Nuclear Power Plants and energy systems have become more prone to cyber-attacks with their digitalization and the increased use of smart equipment. Hence, it is important to quantify the risk associated with cyber-attacks in such systems. Dynamic Probabilistic Risk Assessment which involves studying the evolution of a system due to random events and operator and attacker actions during a cyber-attack by employing a physics-based model of the system is a suitable framework to quantify cybersecurity risk in nuclear power plants. In addition to the plant dynamics, it is also important to model the strategies of the attackers and plant operators for an effective cybersecurity risk assessment.
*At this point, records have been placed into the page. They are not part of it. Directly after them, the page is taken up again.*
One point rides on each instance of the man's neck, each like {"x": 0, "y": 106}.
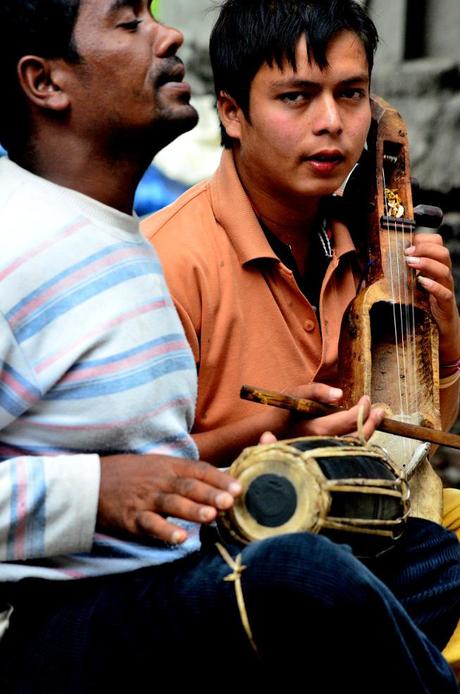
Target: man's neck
{"x": 107, "y": 180}
{"x": 292, "y": 221}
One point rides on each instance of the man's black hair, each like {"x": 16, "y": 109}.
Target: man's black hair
{"x": 30, "y": 27}
{"x": 250, "y": 33}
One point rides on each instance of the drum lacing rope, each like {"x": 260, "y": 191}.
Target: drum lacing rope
{"x": 235, "y": 577}
{"x": 360, "y": 425}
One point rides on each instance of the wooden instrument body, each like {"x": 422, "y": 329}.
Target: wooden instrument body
{"x": 373, "y": 350}
{"x": 389, "y": 340}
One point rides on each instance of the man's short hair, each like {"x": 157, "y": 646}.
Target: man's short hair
{"x": 30, "y": 27}
{"x": 250, "y": 33}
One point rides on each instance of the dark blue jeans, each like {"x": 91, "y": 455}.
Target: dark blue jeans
{"x": 316, "y": 612}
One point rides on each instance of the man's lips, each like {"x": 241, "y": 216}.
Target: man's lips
{"x": 327, "y": 155}
{"x": 326, "y": 161}
{"x": 175, "y": 76}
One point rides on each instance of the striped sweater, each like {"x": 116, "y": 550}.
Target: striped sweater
{"x": 94, "y": 361}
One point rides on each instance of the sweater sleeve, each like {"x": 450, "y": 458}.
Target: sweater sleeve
{"x": 48, "y": 504}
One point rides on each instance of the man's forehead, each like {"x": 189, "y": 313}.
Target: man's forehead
{"x": 108, "y": 7}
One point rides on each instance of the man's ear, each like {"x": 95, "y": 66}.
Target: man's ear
{"x": 42, "y": 82}
{"x": 230, "y": 115}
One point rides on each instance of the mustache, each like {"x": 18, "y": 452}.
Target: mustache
{"x": 172, "y": 70}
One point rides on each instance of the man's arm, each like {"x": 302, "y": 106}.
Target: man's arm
{"x": 222, "y": 445}
{"x": 137, "y": 494}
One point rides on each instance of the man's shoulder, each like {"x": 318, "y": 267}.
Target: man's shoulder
{"x": 185, "y": 213}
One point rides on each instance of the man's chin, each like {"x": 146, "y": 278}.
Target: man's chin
{"x": 174, "y": 124}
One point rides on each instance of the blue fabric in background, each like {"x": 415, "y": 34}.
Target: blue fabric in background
{"x": 154, "y": 191}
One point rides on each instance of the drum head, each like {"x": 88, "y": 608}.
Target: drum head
{"x": 280, "y": 494}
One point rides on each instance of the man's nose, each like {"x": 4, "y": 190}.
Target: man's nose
{"x": 168, "y": 40}
{"x": 326, "y": 116}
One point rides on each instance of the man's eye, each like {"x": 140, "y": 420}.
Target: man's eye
{"x": 353, "y": 93}
{"x": 130, "y": 26}
{"x": 293, "y": 97}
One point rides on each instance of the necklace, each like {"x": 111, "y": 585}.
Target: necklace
{"x": 325, "y": 240}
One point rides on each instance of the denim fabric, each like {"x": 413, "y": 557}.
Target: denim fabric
{"x": 316, "y": 612}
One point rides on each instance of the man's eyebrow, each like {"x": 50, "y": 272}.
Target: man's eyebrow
{"x": 120, "y": 4}
{"x": 297, "y": 83}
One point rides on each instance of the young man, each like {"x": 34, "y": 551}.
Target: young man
{"x": 260, "y": 268}
{"x": 100, "y": 587}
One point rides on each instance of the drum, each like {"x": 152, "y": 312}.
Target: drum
{"x": 335, "y": 486}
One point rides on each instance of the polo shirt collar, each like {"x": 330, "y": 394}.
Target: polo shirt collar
{"x": 233, "y": 210}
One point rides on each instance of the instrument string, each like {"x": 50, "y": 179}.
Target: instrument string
{"x": 403, "y": 298}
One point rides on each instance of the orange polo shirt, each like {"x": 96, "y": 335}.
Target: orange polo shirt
{"x": 243, "y": 313}
{"x": 235, "y": 298}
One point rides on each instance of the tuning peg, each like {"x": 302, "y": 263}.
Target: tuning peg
{"x": 428, "y": 216}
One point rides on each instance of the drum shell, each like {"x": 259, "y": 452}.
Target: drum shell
{"x": 335, "y": 486}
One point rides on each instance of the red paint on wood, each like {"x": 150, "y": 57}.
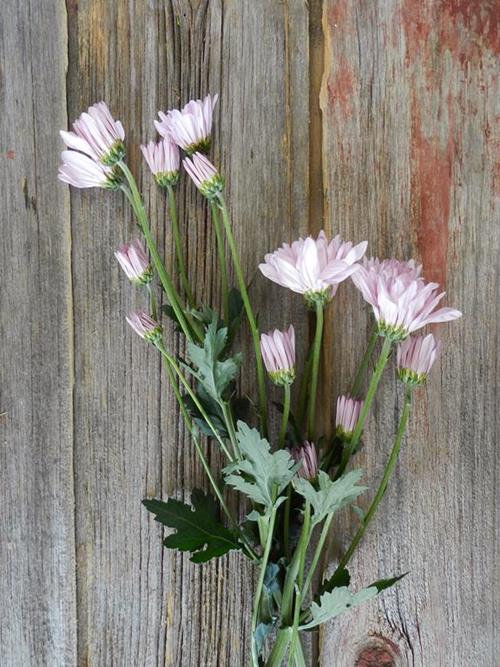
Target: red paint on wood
{"x": 465, "y": 28}
{"x": 479, "y": 17}
{"x": 432, "y": 166}
{"x": 375, "y": 656}
{"x": 341, "y": 86}
{"x": 337, "y": 13}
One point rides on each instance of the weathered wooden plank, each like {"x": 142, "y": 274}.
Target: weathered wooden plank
{"x": 37, "y": 576}
{"x": 136, "y": 602}
{"x": 409, "y": 103}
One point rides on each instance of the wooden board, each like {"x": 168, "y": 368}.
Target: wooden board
{"x": 403, "y": 147}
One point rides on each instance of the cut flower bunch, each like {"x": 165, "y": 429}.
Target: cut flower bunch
{"x": 293, "y": 479}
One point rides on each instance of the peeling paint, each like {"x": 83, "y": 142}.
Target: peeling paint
{"x": 341, "y": 87}
{"x": 432, "y": 172}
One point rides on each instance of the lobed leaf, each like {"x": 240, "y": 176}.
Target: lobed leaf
{"x": 197, "y": 527}
{"x": 336, "y": 602}
{"x": 213, "y": 372}
{"x": 330, "y": 496}
{"x": 260, "y": 474}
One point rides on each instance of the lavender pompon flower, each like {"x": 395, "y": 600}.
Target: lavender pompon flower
{"x": 204, "y": 175}
{"x": 313, "y": 267}
{"x": 278, "y": 353}
{"x": 307, "y": 454}
{"x": 164, "y": 160}
{"x": 346, "y": 419}
{"x": 415, "y": 358}
{"x": 189, "y": 128}
{"x": 82, "y": 172}
{"x": 402, "y": 301}
{"x": 98, "y": 135}
{"x": 135, "y": 263}
{"x": 144, "y": 326}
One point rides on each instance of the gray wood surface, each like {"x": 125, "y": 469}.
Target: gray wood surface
{"x": 388, "y": 111}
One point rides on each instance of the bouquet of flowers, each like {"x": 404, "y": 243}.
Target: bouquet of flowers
{"x": 292, "y": 481}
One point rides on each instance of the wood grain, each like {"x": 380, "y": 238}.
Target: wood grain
{"x": 409, "y": 107}
{"x": 404, "y": 151}
{"x": 37, "y": 556}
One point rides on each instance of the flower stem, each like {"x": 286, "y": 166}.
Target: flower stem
{"x": 360, "y": 375}
{"x": 228, "y": 419}
{"x": 134, "y": 197}
{"x": 174, "y": 218}
{"x": 222, "y": 261}
{"x": 315, "y": 370}
{"x": 305, "y": 537}
{"x": 286, "y": 414}
{"x": 317, "y": 552}
{"x": 372, "y": 389}
{"x": 286, "y": 521}
{"x": 279, "y": 649}
{"x": 261, "y": 379}
{"x": 260, "y": 584}
{"x": 388, "y": 472}
{"x": 194, "y": 398}
{"x": 304, "y": 384}
{"x": 189, "y": 423}
{"x": 152, "y": 302}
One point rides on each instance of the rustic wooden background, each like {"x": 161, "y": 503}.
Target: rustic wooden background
{"x": 375, "y": 119}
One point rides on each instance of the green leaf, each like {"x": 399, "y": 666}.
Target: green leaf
{"x": 330, "y": 496}
{"x": 337, "y": 602}
{"x": 261, "y": 475}
{"x": 340, "y": 578}
{"x": 212, "y": 409}
{"x": 383, "y": 584}
{"x": 213, "y": 372}
{"x": 198, "y": 529}
{"x": 335, "y": 597}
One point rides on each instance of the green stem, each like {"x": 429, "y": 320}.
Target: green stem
{"x": 286, "y": 414}
{"x": 222, "y": 261}
{"x": 174, "y": 218}
{"x": 360, "y": 375}
{"x": 194, "y": 398}
{"x": 305, "y": 537}
{"x": 293, "y": 570}
{"x": 388, "y": 472}
{"x": 315, "y": 370}
{"x": 372, "y": 389}
{"x": 298, "y": 654}
{"x": 279, "y": 649}
{"x": 134, "y": 197}
{"x": 189, "y": 423}
{"x": 304, "y": 384}
{"x": 317, "y": 552}
{"x": 260, "y": 584}
{"x": 261, "y": 378}
{"x": 286, "y": 521}
{"x": 228, "y": 420}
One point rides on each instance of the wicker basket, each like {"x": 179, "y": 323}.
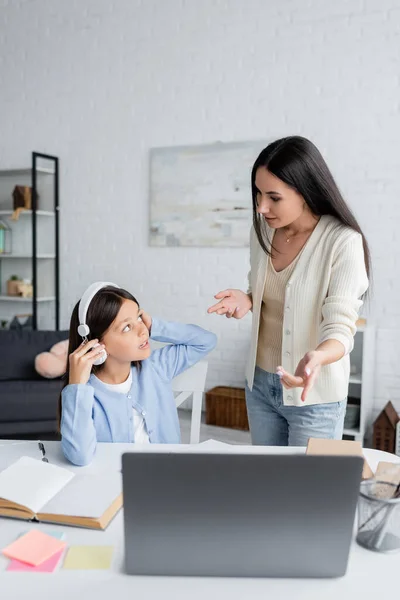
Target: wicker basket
{"x": 226, "y": 407}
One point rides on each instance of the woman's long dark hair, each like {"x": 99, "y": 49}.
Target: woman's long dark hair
{"x": 102, "y": 311}
{"x": 298, "y": 163}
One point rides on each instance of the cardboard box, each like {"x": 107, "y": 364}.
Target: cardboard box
{"x": 323, "y": 447}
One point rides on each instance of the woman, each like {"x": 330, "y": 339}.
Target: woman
{"x": 310, "y": 266}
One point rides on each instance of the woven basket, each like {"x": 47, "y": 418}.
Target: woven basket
{"x": 226, "y": 407}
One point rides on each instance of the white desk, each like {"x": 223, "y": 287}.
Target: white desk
{"x": 369, "y": 574}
Game theory provides a set of necessary tools to model such strategic interactions. In this research, a framework that integrates dynamic probabilistic risk assessment with game theory for cybersecurity risk analysis in nuclear power plants is presented. The mathematical formulation is derived based on the theory of continuous event trees. We propose a game theory based action model, that utilizes physics-based rewards to define the strategies of attackers and operators at every decision epoch. As a case study, the risk associated with cyber-attacks on the digital components in the secondary side of a pressurized water reactor is studied using a reduced order model. A set of attacker actions and a set of operator actions are defined for the system. The operator and attacker interactions were modelled using simultaneous game, their action policies were computed using the concept of mixed strategy Nash equilibrium and the evolution of the system was studied.